In other words, it’s about kowtowing to AIPAC, which has become a political albatross. It’s a political loser and an ethical black hole. 

Yet, even so, Democrats like Buttigieg, Klobuchar, Gallego, and certainly absolute pawns like Torres remain reluctant to cross the line.

Pro-Israel groups on a mission to pull Democrats back

It is not only politicians who find themselves in a bind over Israel. American pro-Israeli groups, as well as some Israeli organizations, are trying to find the right balance of continuing to support Israel while also rekindling some affection for the state among liberals. 

It started with a blatantly empty gesture by the American Jewish Committee (AJC) two weeks ago. 

AJC sent $25,000 to the Archdiocese of New York to help repair the Holy Family Church in Gaza that was heavily damaged when it was targeted by Israel. AJC, of course, supported the blatantly absurd Israeli story that the church was hit by accident (Israel had targeted the church numerous times prior), and the political stunt had little impact.

It did, however, set the stage for the United Jewish Appeal-Federation donation of $1 million for humanitarian aid in Gaza. 

The donation is going to IsraAID, an Israeli humanitarian organization. IsraAID is a genuine humanitarian group, but part of its mission has always been to use its humanitarian efforts to improve Israel’s image in the world. 

Thus, when Israel offers humanitarian assistance to a disaster-struck country, IsraAID is often the means by which they can deliver it. 

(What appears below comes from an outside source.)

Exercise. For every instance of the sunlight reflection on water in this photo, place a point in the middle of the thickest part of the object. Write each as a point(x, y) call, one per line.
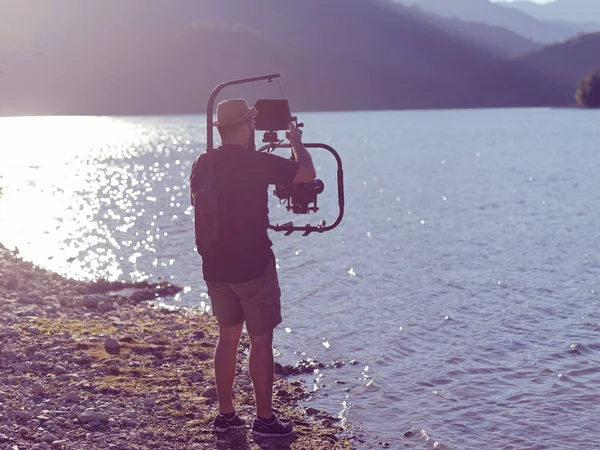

Of course, in Gaza, this presents difficulties on several levels. IsraAID can’t actually go into Gaza, but it turns out they have been working with Palestinian partners there. 

IsraAID has been working in secret for the past year, trying to help Palestinian groups in Gaza navigate the many Israeli roadblocks—solid and bureaucratic—and helping to bring some meager amounts of aid into Gaza. Yet, while they were certainly keeping it secret to protect whomever they work with in Gaza, it is equally certain they would not have wanted the Israeli public to know what they were doing until now. 

According to IsraAID, they began working in Gaza a year ago, after having worked in Israel for the first time in their own history following the October 7 attacks. To date, there has been no indication that IsraAID does anything beyond coordinating with the Israeli army and helping to get some supplies into Gaza, although their mere presence as an Israeli group raises understandable suspicions. 

For the UJA, then, giving to IsraAID provides the salve for many of their own members who are not willing to oppose Israel’s genocide but are uncomfortable with the images of starving babies in Gaza. Since the group cannot actually go into Gaza, the money will go to supplies and to the Israeli organization’s overhead. It will make virtually no difference on the ground. 

But the fact of the donation and the concomitant revelation that IsraAID has been working in Gaza will be very helpful for Democrats and pro-Israel groups who want to argue that the genocide is not the work of Israel as a whole but the product of a corrupt, right-wing prime minister who partnered with the most radical nationalists in his country. They will try to make this case despite Israelis themselves overwhelmingly saying they don’t care about people starving in Gaza. 

This is precisely why the pressure on Democrats cannot let up, and must not be bought off with mealy-mouthed word salad and useless gestures. It must continue until Democrats, as a party, are taking a principled stand against not only Israel’s current genocide in Gaza, not only its impending genocide in the West Bank, but against a U.S. policy that has allowed Israel to deprive Palestinians of the most basic rights of life and liberty. 

The current state of affairs is the result of Israeli racism, settler colonialism, apartheid, and nationalism. None of it can continue without our support. It’s time we expect our leaders to stop it.